Buku
yang berjudul “Sudahkah Kita Tarbiyah?” yang ditulis oleh Eko Novianto terdiri
dari 22 point penting. Dari 22 Point tersebut hanya beberapa bagian saja yang
di tulis kembali mengenai ringkasan buku ini. Ringkasan yang mudah-mudahan bisa
menggambarkan secara umum tentang isi buku “Sudahkah Kita Tarbiyah?”
Kegagalan tarbiyah bisa terjadi
ketika proses tarbiyah itu sedang dilakukan, tetapi juga di awal proses serta
kesalahan persepsi tentang tarbiyah itu sendiri. Ada lima kesalahan persepsi
tentang tarbiyah, yaitu tarbiyah dianggap sebagai transfer ilmu, murabbi adalah
segala-galanya, proses indoktrinasi dan dominasi, sistematika dan metodologi
tarbiyah dipersepsikan sebagai hal yang baku, dan kecenderungan untuk melakukan
“kloning” murabbi.
Selanjutnya coba kita tanya kembali
ke dalam diri kita, apakah kita sudah tarbiyah?. Dalam buku ini dijelaskan
bahwa seseorang dikatakan sudah tarbiyah, yaitu :
1. Jika kita mengembangkan sikap
terbuka terhadap perubahan, inilah hasil akhir dari tarbiyah itu sendiri.
2. Jika kita menjadi insan yang
tegas dalam prinsip memiliki determinasi yang tinggi, sabar, dan ulet,
serta tidak dapat diprovokasi untuk melakukan tindakan-tindakan
kontraproduktif.
3. Jika kita menjadi pribadi yang
aktif
4. Jika kita menjadi yang memiliki
sikap mawas diri, tarbiyah menjadikan seseorang memiliki kesadaran bahwa
berjamaah atau berorganisasi tetaplah lebih baik daripada sendiri dengan
kelemahan dan keunggulan pribadi.
5. Jika sudah menjadi pribadi yang
mandiri, yang bukan tergantung pada orang lain
6. Jika kita adalah sosok yang
berperasaan, tetapi tidak emosional.
7. Jika kita sanggup belajar dari
kesalahan.
8. Jika hidup di masa sekarang,
bersikap realistis, dan berpikr relatif
Hal yang
berperan penting dalam banyak hal adalah orientasi, termasuk tarbiyah.

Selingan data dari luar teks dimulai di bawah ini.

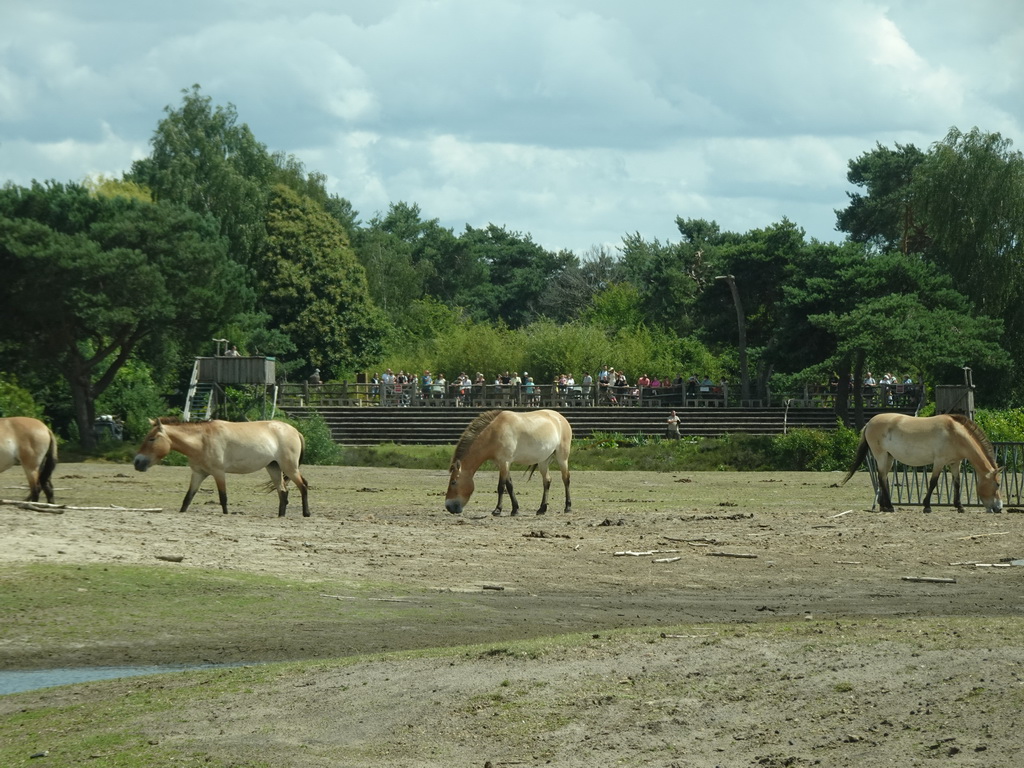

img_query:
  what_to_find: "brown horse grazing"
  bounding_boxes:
[839,414,1002,512]
[0,416,57,504]
[444,411,572,515]
[135,419,309,517]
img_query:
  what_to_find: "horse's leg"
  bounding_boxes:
[490,467,508,517]
[925,466,950,514]
[292,470,310,517]
[537,464,551,515]
[266,462,288,517]
[23,464,40,504]
[505,474,519,517]
[490,464,519,517]
[213,472,234,515]
[876,454,896,512]
[178,469,208,512]
[953,464,964,512]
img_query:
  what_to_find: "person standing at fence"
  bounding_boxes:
[665,411,680,440]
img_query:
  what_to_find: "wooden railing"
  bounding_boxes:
[278,382,921,410]
[278,382,728,408]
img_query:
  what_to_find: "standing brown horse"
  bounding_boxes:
[0,416,57,504]
[444,411,572,515]
[839,414,1002,512]
[134,419,309,517]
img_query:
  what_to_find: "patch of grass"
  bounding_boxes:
[0,564,423,657]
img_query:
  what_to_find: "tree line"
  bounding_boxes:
[0,86,1024,445]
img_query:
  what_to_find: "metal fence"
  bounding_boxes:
[867,442,1024,508]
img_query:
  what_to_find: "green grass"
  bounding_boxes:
[0,617,1022,768]
[0,564,421,655]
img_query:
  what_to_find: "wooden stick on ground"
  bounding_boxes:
[0,499,164,515]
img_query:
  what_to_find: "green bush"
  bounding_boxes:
[769,425,860,472]
[294,414,342,464]
[0,374,43,419]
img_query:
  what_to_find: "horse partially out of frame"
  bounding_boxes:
[839,413,1002,512]
[444,410,572,515]
[134,419,309,517]
[0,416,57,504]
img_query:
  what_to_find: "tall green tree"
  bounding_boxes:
[127,85,279,265]
[836,143,929,253]
[778,243,1006,423]
[0,182,247,445]
[457,224,573,329]
[255,184,389,376]
[913,128,1024,317]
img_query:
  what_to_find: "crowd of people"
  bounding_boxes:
[360,366,724,407]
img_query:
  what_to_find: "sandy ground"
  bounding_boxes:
[0,464,1024,766]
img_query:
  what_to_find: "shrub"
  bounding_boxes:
[770,425,860,472]
[293,414,342,464]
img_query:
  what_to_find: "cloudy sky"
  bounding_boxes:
[0,0,1024,255]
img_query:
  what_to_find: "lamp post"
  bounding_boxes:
[715,274,751,402]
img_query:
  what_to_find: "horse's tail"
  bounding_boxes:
[39,431,57,504]
[833,432,867,487]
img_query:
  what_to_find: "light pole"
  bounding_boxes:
[715,274,751,402]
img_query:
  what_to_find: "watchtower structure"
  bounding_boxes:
[181,355,278,421]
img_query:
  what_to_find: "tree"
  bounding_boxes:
[913,128,1024,317]
[458,224,573,329]
[255,184,388,375]
[779,244,1006,423]
[0,182,252,446]
[836,143,929,254]
[127,85,279,264]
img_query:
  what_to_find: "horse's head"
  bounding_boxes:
[134,419,171,472]
[978,467,1002,512]
[444,459,474,515]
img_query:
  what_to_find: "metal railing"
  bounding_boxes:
[867,442,1024,509]
[278,382,739,408]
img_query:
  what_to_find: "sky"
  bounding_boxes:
[0,0,1024,257]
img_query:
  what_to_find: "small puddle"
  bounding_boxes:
[0,663,247,695]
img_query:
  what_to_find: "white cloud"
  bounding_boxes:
[0,0,1024,252]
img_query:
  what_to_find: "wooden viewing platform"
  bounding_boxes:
[280,404,913,445]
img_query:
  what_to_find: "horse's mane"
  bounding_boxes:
[949,414,995,467]
[452,411,501,464]
[157,416,210,429]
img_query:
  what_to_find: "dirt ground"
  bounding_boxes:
[0,464,1024,766]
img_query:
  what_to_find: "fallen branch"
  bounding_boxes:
[0,499,164,515]
[614,549,679,557]
[0,499,65,515]
[708,552,757,560]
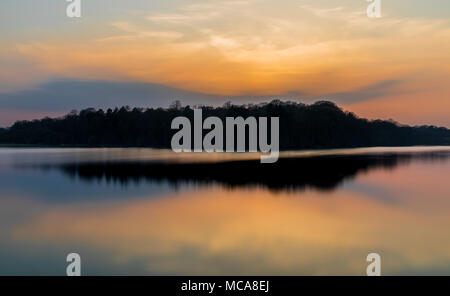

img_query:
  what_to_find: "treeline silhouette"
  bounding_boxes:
[0,100,450,150]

Orientasi menentukan seberapa ‘nilai’ diri kita hari ini dan bahkan menentukan
pula seberapa jauh kita akan beranjak dari titik di mana kita berada hari ini.
Dinamika
dakwah dalam tarbiyah adalah kawan akrab dalam perjuangan. Faktanya, tak ada perjuangan
yang tak tertampar dinamika. Perjuangan tanpa dinamika adalah keangkuhan. Semoga
kita mampu memahami dan cermat terhadap dinamika dakwah.
Adakalanya
suatu masa kita menghindari pertemuan dengan ikhwah dan tidak menikmati
informasi yang didapat. Penyebabnya mungkin karena overload informasi, segala sesuatu yang berlebihan senantiasa tidak
baik. Demikian pula halnya dengan akses informasi. Minimnya informasi memang
akan menghambat kita dalam hal inisiatif, kreativitas, dan kegiatan dakwah.

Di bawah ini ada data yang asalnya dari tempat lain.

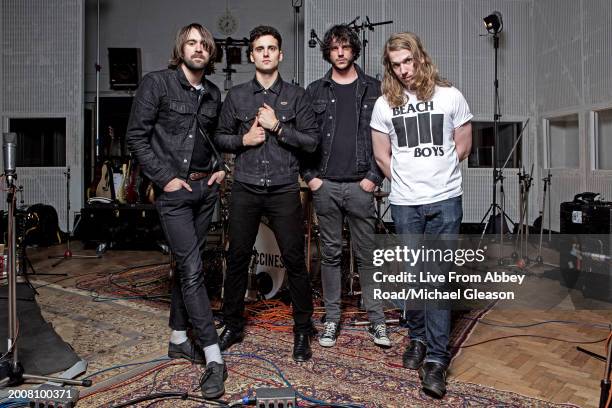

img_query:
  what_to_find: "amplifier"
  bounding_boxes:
[75,204,165,249]
[559,193,612,301]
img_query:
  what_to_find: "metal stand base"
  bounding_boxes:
[0,359,91,387]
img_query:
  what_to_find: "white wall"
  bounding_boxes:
[532,0,612,230]
[0,0,84,230]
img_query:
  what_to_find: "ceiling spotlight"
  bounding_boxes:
[482,11,504,34]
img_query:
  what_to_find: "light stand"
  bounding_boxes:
[478,118,529,265]
[0,144,91,387]
[480,11,507,262]
[536,169,552,264]
[291,0,302,85]
[347,16,393,72]
[49,166,102,268]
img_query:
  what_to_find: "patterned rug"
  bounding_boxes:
[32,266,567,407]
[75,322,563,407]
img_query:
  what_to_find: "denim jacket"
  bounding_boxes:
[215,76,319,186]
[126,68,221,188]
[302,64,384,185]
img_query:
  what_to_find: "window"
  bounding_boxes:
[593,109,612,170]
[544,113,580,169]
[9,118,66,167]
[468,121,523,168]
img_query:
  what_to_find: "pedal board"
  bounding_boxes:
[255,387,297,408]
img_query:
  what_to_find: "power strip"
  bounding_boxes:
[255,387,297,408]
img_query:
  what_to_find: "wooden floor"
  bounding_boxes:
[20,245,612,407]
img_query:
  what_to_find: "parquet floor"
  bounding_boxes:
[21,244,612,407]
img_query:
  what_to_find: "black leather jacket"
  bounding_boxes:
[302,64,384,185]
[215,76,319,186]
[126,68,221,188]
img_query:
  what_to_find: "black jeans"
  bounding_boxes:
[223,183,313,333]
[155,177,219,347]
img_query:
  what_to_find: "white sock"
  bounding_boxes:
[204,344,223,364]
[170,330,187,344]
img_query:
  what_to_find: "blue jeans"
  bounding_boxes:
[391,196,463,366]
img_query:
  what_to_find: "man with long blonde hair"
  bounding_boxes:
[370,32,472,398]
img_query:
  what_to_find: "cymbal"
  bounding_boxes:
[372,190,391,198]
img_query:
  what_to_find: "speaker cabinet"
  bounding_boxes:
[108,48,141,90]
[559,196,612,302]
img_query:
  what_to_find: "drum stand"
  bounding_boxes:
[0,170,91,387]
[512,165,533,265]
[49,166,102,268]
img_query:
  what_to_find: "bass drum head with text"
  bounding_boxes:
[255,223,285,299]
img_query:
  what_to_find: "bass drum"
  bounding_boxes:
[255,222,286,299]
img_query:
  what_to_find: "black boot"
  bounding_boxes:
[200,361,227,399]
[168,339,204,364]
[419,361,446,398]
[293,333,312,363]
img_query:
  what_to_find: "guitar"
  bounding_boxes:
[95,161,115,200]
[125,159,142,204]
[113,161,132,204]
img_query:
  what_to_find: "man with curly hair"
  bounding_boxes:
[303,25,391,348]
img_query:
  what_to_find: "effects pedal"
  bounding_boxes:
[255,387,297,408]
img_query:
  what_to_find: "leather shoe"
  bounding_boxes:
[219,326,244,351]
[200,361,227,399]
[293,333,312,363]
[168,339,205,364]
[402,340,427,370]
[419,361,446,398]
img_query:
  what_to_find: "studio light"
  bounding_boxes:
[482,11,504,34]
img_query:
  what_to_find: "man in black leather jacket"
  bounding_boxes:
[303,25,391,347]
[127,23,227,398]
[216,26,319,361]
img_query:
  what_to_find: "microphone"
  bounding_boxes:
[2,132,17,184]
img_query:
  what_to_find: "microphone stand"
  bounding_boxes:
[0,169,91,387]
[49,166,102,268]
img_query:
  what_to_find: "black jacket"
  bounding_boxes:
[126,68,221,188]
[302,64,384,185]
[215,76,319,186]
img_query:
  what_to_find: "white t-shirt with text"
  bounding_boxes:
[370,86,473,205]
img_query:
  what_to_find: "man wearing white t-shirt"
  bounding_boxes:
[370,33,472,398]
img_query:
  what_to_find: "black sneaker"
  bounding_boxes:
[293,333,312,363]
[419,361,446,398]
[402,340,427,370]
[319,322,340,347]
[168,339,205,364]
[200,361,227,399]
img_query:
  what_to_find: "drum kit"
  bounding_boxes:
[188,166,389,301]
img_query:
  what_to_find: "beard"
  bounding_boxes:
[183,58,208,72]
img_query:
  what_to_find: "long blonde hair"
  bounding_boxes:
[382,32,452,107]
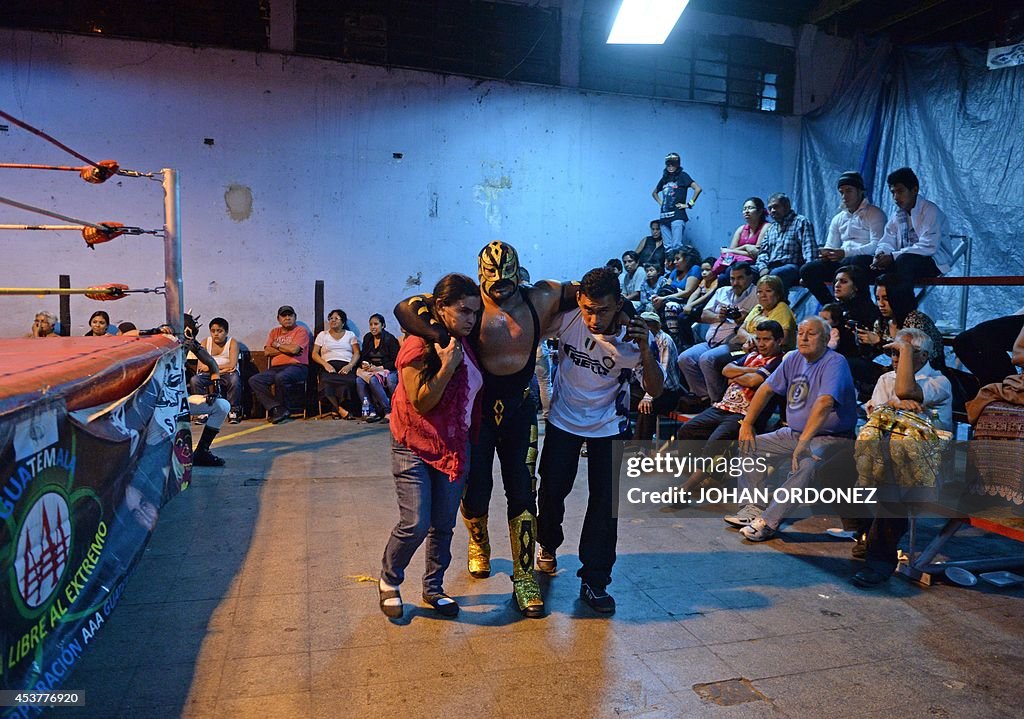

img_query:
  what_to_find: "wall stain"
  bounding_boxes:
[473,174,512,232]
[224,184,253,222]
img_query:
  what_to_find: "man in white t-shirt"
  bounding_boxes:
[537,267,665,614]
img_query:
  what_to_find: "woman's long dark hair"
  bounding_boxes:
[420,272,480,383]
[874,272,918,330]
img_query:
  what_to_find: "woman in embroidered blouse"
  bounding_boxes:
[309,309,362,420]
[378,273,483,619]
[712,198,768,276]
[857,272,946,371]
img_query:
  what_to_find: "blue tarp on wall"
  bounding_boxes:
[794,37,1024,327]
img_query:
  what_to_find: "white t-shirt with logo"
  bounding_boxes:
[548,309,654,437]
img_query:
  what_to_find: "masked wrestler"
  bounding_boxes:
[394,241,618,618]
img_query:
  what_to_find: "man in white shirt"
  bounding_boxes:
[679,262,758,412]
[537,267,665,614]
[850,328,952,589]
[800,172,886,306]
[871,167,953,282]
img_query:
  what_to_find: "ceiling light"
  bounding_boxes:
[608,0,689,45]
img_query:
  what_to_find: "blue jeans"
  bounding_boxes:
[677,342,732,401]
[355,370,398,415]
[381,437,468,596]
[659,220,686,254]
[249,365,309,412]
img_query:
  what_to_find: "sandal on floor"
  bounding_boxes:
[377,582,404,619]
[423,592,459,617]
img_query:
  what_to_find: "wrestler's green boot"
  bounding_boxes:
[462,514,490,579]
[509,510,544,619]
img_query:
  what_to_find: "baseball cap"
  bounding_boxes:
[836,172,864,189]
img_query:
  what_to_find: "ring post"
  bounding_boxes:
[161,167,184,334]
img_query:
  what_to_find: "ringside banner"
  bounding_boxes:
[0,349,191,717]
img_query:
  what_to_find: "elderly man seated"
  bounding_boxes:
[850,328,952,589]
[725,316,857,542]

Tetapi, overload informasi juga bukan keadaan ideal. Reaksi negatif dalam
komunikasi tersebut di atas setidaknya mengisyaratkan tentang bahaya dari
keadaan tersebutyang mengancam kesinambungan gerak dakwah. Oleh karena itu,
perlu kejelasan ruang lingkup tugas merupakan tahap awal menghindarinya.

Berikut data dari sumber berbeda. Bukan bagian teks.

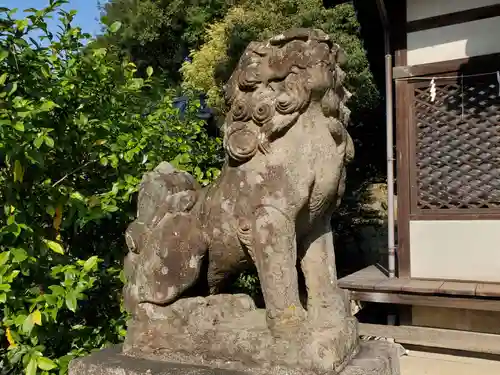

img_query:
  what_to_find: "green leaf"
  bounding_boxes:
[36,357,57,371]
[43,136,54,148]
[14,160,24,182]
[33,136,43,149]
[43,240,64,254]
[0,251,10,266]
[66,290,77,312]
[49,285,66,296]
[10,248,28,263]
[0,49,9,62]
[26,357,38,375]
[40,100,57,112]
[109,21,122,33]
[8,82,17,96]
[12,121,24,132]
[83,255,99,272]
[30,310,42,326]
[22,314,35,334]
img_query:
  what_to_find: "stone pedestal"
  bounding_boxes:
[69,341,400,375]
[70,295,399,375]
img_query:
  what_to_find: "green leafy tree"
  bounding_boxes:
[182,0,379,111]
[0,0,221,375]
[99,0,230,85]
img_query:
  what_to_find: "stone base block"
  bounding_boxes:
[69,341,400,375]
[123,295,359,375]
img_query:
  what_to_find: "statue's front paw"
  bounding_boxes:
[267,305,307,338]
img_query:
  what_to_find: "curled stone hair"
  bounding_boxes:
[224,29,350,163]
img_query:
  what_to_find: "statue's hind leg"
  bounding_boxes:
[244,206,306,336]
[301,217,346,325]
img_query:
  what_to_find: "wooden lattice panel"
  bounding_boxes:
[413,75,500,210]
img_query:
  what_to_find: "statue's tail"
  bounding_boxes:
[126,162,200,252]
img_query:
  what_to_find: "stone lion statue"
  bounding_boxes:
[124,29,354,334]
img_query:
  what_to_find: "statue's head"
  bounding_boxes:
[224,29,352,162]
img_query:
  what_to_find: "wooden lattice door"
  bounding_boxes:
[409,74,500,215]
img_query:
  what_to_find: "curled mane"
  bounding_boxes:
[224,29,351,163]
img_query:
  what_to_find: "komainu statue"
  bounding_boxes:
[112,29,398,375]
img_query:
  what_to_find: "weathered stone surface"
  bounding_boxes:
[69,342,400,375]
[124,25,354,335]
[100,29,402,375]
[123,295,358,373]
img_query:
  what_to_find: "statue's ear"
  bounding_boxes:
[335,47,347,65]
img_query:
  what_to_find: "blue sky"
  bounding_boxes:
[0,0,105,35]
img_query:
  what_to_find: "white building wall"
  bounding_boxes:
[410,220,500,282]
[407,0,500,65]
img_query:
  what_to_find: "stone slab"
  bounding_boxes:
[123,295,359,375]
[69,341,400,375]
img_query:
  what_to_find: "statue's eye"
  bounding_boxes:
[252,103,274,125]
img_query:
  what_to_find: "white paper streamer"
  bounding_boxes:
[431,78,436,102]
[497,71,500,96]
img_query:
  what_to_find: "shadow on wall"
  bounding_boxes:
[332,183,394,278]
[415,40,500,214]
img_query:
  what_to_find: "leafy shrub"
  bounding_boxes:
[0,0,221,375]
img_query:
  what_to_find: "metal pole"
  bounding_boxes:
[385,54,396,277]
[377,0,396,278]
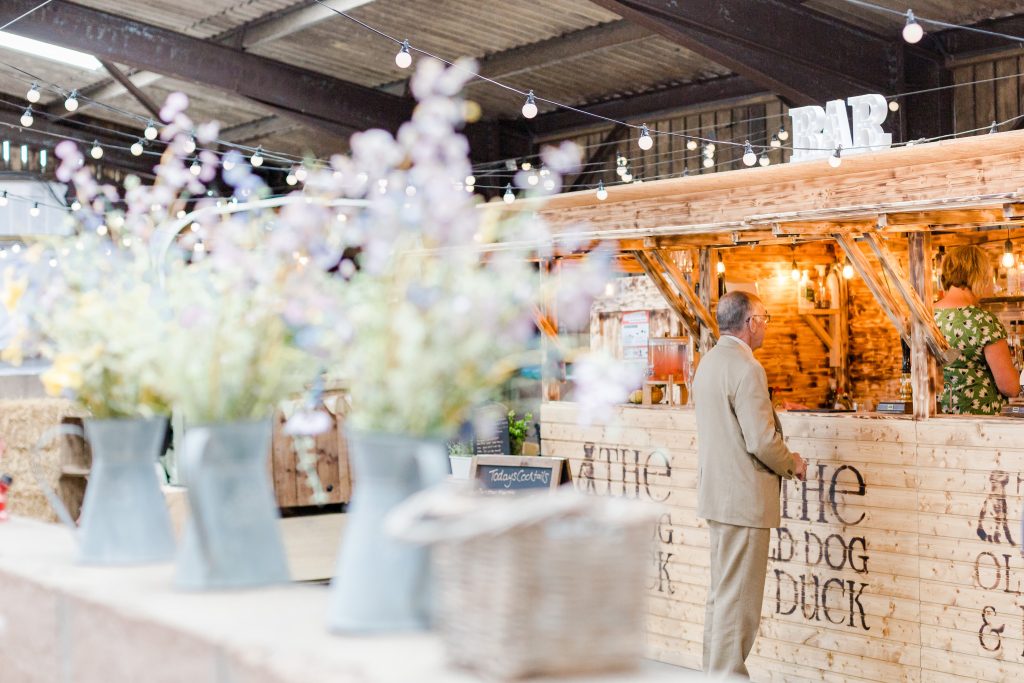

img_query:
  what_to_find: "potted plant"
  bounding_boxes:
[509,411,534,456]
[449,441,473,479]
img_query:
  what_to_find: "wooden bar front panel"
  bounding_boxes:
[542,403,1024,682]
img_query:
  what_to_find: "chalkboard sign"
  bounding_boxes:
[469,456,565,494]
[473,411,512,456]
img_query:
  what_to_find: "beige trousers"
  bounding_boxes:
[703,520,771,678]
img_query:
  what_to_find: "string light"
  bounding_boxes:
[828,144,843,168]
[743,140,758,166]
[394,40,413,69]
[522,90,537,119]
[903,9,925,45]
[637,124,654,152]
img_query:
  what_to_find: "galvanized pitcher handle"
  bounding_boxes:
[181,429,218,568]
[31,424,85,531]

Memperjelas alur informasi, wewenang pengawasan, dan otoritas evaluasi
merupakan fondasi yang kuat sebagaimana fondasi bagi sebuah bangunan.
Dalam
perjalanan dakwah, banyak kita temukan beberapa pelanggaran syar’i yang dilakukan
oleh kader dakwah. Ini jadi penentu dalam melihat kualitas kader. Penurunan
kualitas kader memang menyesakkan dada. Namun, bukan tidak mungkin dengan itu
manajemen dakwah dapat pembelajaran yang sangat berharga dari
kesalahan-kesalahan kader dakwah. Dalam hal ini, terdapat tiga alternatif
tindakan yang bisa kita lakukan. Ketiganya adalah antisipatif, responsif, dan
kuratif.
Institusi dakwah kita adalah
wadah untuk ketenangan dan kebahagiaan. Ia adalah tempat di mana kita berkumpul
dengan orang-orang saleh, dan orang-orang baik. Tetapi, di tengah kesamaan
tersebut, bukan berarti tidak ada perbedaan karena kita tidak berasal dari
daerah, dan latar belakang tumbuh yang sama. Kita memilki latar belakang
organisasi yang beragam dan perbedaan fokus pendidikan. Di tengah perbedaan,
sangat mungkin timbul berbagai pertanyaan. Seorang kader yang disiplin
potensial akan mempertanyakan kader yang sering terlambat. Ikhwan dan akhwat
yang memiliki segudang aktivitas ‘memprotes’ saudaranya yang dianggapnya masih
memiliki banyak waktu luang. Suatu kemarahan saja dari jenis kezaliman ini
cukup meluluhlantakkan hubungan persaudaraan kita dan sudah sangat memadai
untuk menimbulkan keretakan barisan dan memperlambat pertumbuhan pergerakan
dakwah. Sebaliknya cinta akan melahirkan cinta.
Semoga Allah menjaga
kita semua, karena di tangan dan hati kita sebagian persoalan umat terbebankan.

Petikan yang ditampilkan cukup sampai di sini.